Engineering potassium activation into biosynthetic thiolase.

Activation of enzymes by monovalent cations (M+) is a widespread phenomenon in biology. Despite this, there are few structure-based studies describing the underlying molecular details. Thiolases are a ubiquitous and highly conserved family of enzymes containing both K+-activated and K+-independent members. Guided by structures of naturally occurring K+-activated thiolases, we have used a structure-based approach to engineer K+-activation into a K+-independent thiolase. To our knowledge, this is the first demonstration of engineering K+-activation into an enzyme, showing the malleability of proteins to accommodate M+ ions as allosteric regulators.

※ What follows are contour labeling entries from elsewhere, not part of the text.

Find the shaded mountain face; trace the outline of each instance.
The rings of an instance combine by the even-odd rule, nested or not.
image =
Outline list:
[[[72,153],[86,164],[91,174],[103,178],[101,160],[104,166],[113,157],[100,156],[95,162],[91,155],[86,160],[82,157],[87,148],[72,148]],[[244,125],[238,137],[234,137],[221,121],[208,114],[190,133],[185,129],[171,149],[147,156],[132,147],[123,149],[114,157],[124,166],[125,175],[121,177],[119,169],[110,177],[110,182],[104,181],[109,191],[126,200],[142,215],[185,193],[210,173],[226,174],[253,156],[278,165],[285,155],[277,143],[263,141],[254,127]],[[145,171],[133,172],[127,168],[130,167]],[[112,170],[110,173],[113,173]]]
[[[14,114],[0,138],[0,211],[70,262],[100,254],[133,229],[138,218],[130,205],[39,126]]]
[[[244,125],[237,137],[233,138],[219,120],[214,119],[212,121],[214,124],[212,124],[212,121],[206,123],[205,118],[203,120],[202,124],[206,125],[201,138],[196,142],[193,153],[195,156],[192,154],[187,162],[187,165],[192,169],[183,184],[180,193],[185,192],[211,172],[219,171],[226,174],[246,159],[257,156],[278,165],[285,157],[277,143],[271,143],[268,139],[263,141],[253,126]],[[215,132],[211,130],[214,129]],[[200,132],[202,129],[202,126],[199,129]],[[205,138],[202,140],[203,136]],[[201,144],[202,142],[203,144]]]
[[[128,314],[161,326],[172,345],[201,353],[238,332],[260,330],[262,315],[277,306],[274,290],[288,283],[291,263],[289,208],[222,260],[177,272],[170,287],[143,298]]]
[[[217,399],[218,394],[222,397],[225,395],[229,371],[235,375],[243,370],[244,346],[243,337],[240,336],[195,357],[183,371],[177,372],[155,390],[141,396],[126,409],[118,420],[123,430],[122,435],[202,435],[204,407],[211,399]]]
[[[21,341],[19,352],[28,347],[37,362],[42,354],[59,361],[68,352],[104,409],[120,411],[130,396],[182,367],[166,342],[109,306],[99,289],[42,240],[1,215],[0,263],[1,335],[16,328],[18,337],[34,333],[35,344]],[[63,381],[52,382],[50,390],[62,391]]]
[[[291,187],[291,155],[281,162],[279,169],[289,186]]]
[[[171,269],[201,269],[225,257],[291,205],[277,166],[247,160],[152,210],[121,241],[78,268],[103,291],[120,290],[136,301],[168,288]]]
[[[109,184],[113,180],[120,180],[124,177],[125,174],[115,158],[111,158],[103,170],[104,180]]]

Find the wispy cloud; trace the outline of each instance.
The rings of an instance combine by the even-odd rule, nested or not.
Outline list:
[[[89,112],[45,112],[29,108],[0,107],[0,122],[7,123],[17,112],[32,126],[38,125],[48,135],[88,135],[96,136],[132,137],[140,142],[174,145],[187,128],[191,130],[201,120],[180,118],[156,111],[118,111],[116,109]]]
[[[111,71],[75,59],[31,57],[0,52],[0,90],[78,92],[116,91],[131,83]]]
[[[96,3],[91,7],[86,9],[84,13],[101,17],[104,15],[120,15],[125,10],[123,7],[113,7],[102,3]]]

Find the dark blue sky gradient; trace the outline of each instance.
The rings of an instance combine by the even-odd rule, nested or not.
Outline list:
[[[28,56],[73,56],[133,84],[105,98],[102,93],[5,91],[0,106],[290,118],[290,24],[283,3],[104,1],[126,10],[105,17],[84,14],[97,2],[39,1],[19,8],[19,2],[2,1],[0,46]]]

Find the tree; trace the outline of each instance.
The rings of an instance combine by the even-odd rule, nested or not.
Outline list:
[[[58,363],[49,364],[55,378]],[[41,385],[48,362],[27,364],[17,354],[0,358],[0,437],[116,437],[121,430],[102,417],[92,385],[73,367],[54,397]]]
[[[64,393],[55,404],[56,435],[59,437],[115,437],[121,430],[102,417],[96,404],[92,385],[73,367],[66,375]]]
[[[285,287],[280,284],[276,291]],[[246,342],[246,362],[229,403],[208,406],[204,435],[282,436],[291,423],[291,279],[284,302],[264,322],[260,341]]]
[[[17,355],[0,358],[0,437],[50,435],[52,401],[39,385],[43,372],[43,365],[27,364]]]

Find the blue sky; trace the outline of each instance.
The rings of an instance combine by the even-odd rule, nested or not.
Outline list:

We show that a small number of protein structural features encode K+-activation in this class of enzyme. Specifically, two residues near the substrate binding site are sufficient for K+-activation: A tyrosine residue is required to complete the K+ coordination sphere, and a glutamate residue provides a compensating charge for the bound K+ ion. Further to these, a distal residue is important for positioning a K+-coordinating water molecule that forms a direct hydrogen bond to the substrate. The stability of a cation-π interaction between a positively charged residue and the substrate is determined by the conformation of the loop surrounding the substrate binding site. Our results suggest that this cation-π interaction effectively overrides K+-activation, and is therefore destabilised in K+-activated thiolases. Evolutionary conservation of these amino acids provides a promising signature sequence for predicting K+-activation in thiolases. Together, our structural, biochemical and bioinformatic work provide important mechanistic insights into how enzymes can be allosterically activated by M+ ions.